The original was running EZSP 6.5.X firmware on the Zigbee module and its little old and have many bugs that we dont like to have in our system. If you is adding it in ZHA you is getting the firmware version in the log so you can getting it easy.

If you like flashing the Zigbee module firmware in one easy way you can trying https://github.com/puddly/universal-silabs-flasher that is working good for my after updating my python install in windows.
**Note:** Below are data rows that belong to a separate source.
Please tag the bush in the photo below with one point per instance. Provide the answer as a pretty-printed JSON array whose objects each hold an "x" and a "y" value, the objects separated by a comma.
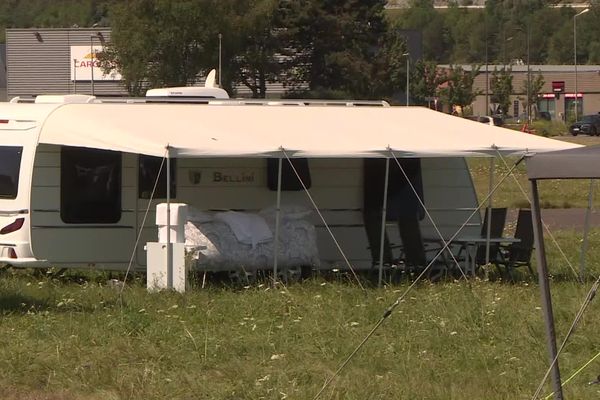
[{"x": 549, "y": 128}]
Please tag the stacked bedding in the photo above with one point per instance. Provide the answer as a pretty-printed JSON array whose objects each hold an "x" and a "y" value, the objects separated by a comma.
[{"x": 225, "y": 240}]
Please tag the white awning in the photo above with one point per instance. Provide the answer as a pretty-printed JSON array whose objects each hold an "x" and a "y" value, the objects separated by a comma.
[{"x": 262, "y": 131}]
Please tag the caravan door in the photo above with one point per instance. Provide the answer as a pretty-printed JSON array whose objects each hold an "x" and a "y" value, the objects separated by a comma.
[{"x": 82, "y": 207}]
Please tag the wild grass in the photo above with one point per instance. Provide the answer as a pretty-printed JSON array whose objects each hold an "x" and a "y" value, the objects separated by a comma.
[
  {"x": 553, "y": 193},
  {"x": 72, "y": 336}
]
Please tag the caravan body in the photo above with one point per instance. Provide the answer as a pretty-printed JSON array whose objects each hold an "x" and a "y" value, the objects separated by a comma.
[{"x": 80, "y": 175}]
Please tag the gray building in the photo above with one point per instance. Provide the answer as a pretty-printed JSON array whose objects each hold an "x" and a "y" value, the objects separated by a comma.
[{"x": 57, "y": 61}]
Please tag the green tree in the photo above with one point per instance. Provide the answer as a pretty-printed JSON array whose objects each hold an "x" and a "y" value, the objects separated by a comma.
[
  {"x": 258, "y": 45},
  {"x": 459, "y": 86},
  {"x": 531, "y": 88},
  {"x": 425, "y": 80},
  {"x": 335, "y": 44},
  {"x": 163, "y": 43},
  {"x": 501, "y": 87}
]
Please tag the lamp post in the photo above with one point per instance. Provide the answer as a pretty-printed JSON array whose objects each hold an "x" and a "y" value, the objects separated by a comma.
[
  {"x": 528, "y": 78},
  {"x": 407, "y": 55},
  {"x": 220, "y": 37},
  {"x": 92, "y": 63},
  {"x": 575, "y": 58}
]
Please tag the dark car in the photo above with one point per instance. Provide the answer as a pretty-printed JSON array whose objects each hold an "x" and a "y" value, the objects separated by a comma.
[
  {"x": 588, "y": 124},
  {"x": 495, "y": 121}
]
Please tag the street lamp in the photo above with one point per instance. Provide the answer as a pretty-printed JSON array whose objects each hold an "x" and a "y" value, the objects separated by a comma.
[
  {"x": 575, "y": 57},
  {"x": 92, "y": 63},
  {"x": 407, "y": 55},
  {"x": 527, "y": 32},
  {"x": 220, "y": 37}
]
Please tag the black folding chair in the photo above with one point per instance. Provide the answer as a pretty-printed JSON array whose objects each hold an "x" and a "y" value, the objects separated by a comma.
[
  {"x": 518, "y": 254},
  {"x": 498, "y": 220},
  {"x": 414, "y": 251}
]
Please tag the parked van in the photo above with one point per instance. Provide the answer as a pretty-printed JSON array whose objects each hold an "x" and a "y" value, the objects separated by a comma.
[{"x": 79, "y": 176}]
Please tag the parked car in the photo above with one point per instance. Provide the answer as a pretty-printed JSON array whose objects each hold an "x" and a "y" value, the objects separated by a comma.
[
  {"x": 495, "y": 121},
  {"x": 588, "y": 124}
]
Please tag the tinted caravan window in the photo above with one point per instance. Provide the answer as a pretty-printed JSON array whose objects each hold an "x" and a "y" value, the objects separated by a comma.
[
  {"x": 10, "y": 165},
  {"x": 90, "y": 186},
  {"x": 148, "y": 171}
]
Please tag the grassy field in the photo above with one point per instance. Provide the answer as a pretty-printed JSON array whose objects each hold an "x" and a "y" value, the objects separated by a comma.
[
  {"x": 553, "y": 193},
  {"x": 72, "y": 336},
  {"x": 75, "y": 338}
]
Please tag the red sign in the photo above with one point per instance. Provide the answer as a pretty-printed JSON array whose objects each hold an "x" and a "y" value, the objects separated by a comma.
[{"x": 558, "y": 86}]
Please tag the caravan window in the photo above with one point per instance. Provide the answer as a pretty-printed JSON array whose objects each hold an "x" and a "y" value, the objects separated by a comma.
[
  {"x": 148, "y": 171},
  {"x": 10, "y": 165},
  {"x": 90, "y": 186}
]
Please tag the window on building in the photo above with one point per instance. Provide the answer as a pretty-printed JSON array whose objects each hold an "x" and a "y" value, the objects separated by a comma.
[
  {"x": 90, "y": 186},
  {"x": 149, "y": 168},
  {"x": 9, "y": 171},
  {"x": 289, "y": 180}
]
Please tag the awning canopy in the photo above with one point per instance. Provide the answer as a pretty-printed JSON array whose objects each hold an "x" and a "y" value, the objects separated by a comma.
[
  {"x": 579, "y": 163},
  {"x": 263, "y": 131}
]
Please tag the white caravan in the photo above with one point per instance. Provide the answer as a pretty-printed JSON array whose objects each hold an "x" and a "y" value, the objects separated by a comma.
[{"x": 76, "y": 176}]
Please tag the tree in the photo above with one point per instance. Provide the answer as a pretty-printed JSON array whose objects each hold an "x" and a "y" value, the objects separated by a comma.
[
  {"x": 162, "y": 43},
  {"x": 501, "y": 86},
  {"x": 259, "y": 45},
  {"x": 425, "y": 80},
  {"x": 459, "y": 89},
  {"x": 335, "y": 44},
  {"x": 532, "y": 88}
]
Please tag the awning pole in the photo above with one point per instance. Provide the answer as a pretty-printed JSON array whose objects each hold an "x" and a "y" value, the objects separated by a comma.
[
  {"x": 540, "y": 254},
  {"x": 586, "y": 231},
  {"x": 383, "y": 220},
  {"x": 489, "y": 211},
  {"x": 277, "y": 217},
  {"x": 169, "y": 248}
]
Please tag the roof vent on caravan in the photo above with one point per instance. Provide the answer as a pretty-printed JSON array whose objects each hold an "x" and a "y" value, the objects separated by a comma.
[
  {"x": 68, "y": 98},
  {"x": 188, "y": 93}
]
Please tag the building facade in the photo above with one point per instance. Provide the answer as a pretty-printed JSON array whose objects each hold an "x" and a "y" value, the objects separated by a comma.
[
  {"x": 58, "y": 61},
  {"x": 562, "y": 87}
]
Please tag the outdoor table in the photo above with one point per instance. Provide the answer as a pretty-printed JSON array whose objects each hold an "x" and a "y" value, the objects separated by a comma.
[{"x": 469, "y": 244}]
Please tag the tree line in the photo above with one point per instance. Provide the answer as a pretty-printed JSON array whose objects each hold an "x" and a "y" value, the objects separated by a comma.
[{"x": 316, "y": 48}]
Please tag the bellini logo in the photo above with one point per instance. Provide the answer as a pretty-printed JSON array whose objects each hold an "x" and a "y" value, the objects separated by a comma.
[
  {"x": 195, "y": 177},
  {"x": 241, "y": 177}
]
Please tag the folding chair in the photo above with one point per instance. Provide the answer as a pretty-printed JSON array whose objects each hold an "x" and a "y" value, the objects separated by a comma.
[
  {"x": 414, "y": 251},
  {"x": 519, "y": 254},
  {"x": 498, "y": 221}
]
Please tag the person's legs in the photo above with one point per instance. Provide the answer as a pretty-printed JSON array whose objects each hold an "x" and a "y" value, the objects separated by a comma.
[{"x": 372, "y": 220}]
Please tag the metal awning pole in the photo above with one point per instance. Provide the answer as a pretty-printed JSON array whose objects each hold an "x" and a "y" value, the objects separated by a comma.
[
  {"x": 277, "y": 218},
  {"x": 383, "y": 220},
  {"x": 586, "y": 230},
  {"x": 540, "y": 254},
  {"x": 489, "y": 211},
  {"x": 169, "y": 248}
]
Edit: If you must replacing the whole firmware ? The system firmware is not needed if you have getting root access and getting the serial server working then it was the first version patching the root password.

[Gianniva]

Hi, Ok I see that the problem can be the USB to TTL device, I have tried with 3 different usb to ttl and I cannot stop the boot loader. Here is the GW board and the 3 usd to ttl devices

Il giorno gio 8 dic 2022 alle ore 16:18 Chris5020 @.***> ha scritto:

Gateway bought 2 weeks ago seems to work, I tried now another serial converter, and I was able to stop boot process. Now I'll try next steps PCB ist REV1.0.2.7 from 21 19

— Reply to this email directly, view it on GitHub https://github.com/banksy-git/lidl-gateway-freedom/issues/14#issuecomment-1342807961, or unsubscribe https://github.com/notifications/unsubscribe-auth/AHYUDHSE5LYHO5244RZLOFTWMHU45ANCNFSM46HYMZ2Q . You are receiving this because you commented.Message ID: @.***>

[jf2020]

OK, I followed the manual from here https://paulbanks.org/projects/lidl-zigbee/ha/ almost everything worked fine, but I had a bug transfering the serialgateway via ssh from windows, the destination file has wrong size and generates a segmentation fault. -rwxr-xr-x 1 root 0 69485 Dec 8 2022 serialgateway-defect -rwxr-xr-x 1 root 0 69197 Jan 1 00:19 serialgateway

I had the same issue. Doing the transfer using WSL worked fine.

[VGerris]

first of all, thanks Paul for a great write up, I was able to pull it off on a USB-c zigbee version of the gateway I bought not too long ago. Regarding noob guide, I was also missing simple things that are mentioned here, like pin 1, that RX and TX cross and more of the basic anyone doing it more often probably knows. I may do a write up myself sometime. Just to share, I have some V2 version of the board and I used minicom on linux to connect like so : sudo minicom -D /dev/ttyUSB0 using a cheap USB to serial device. thank you!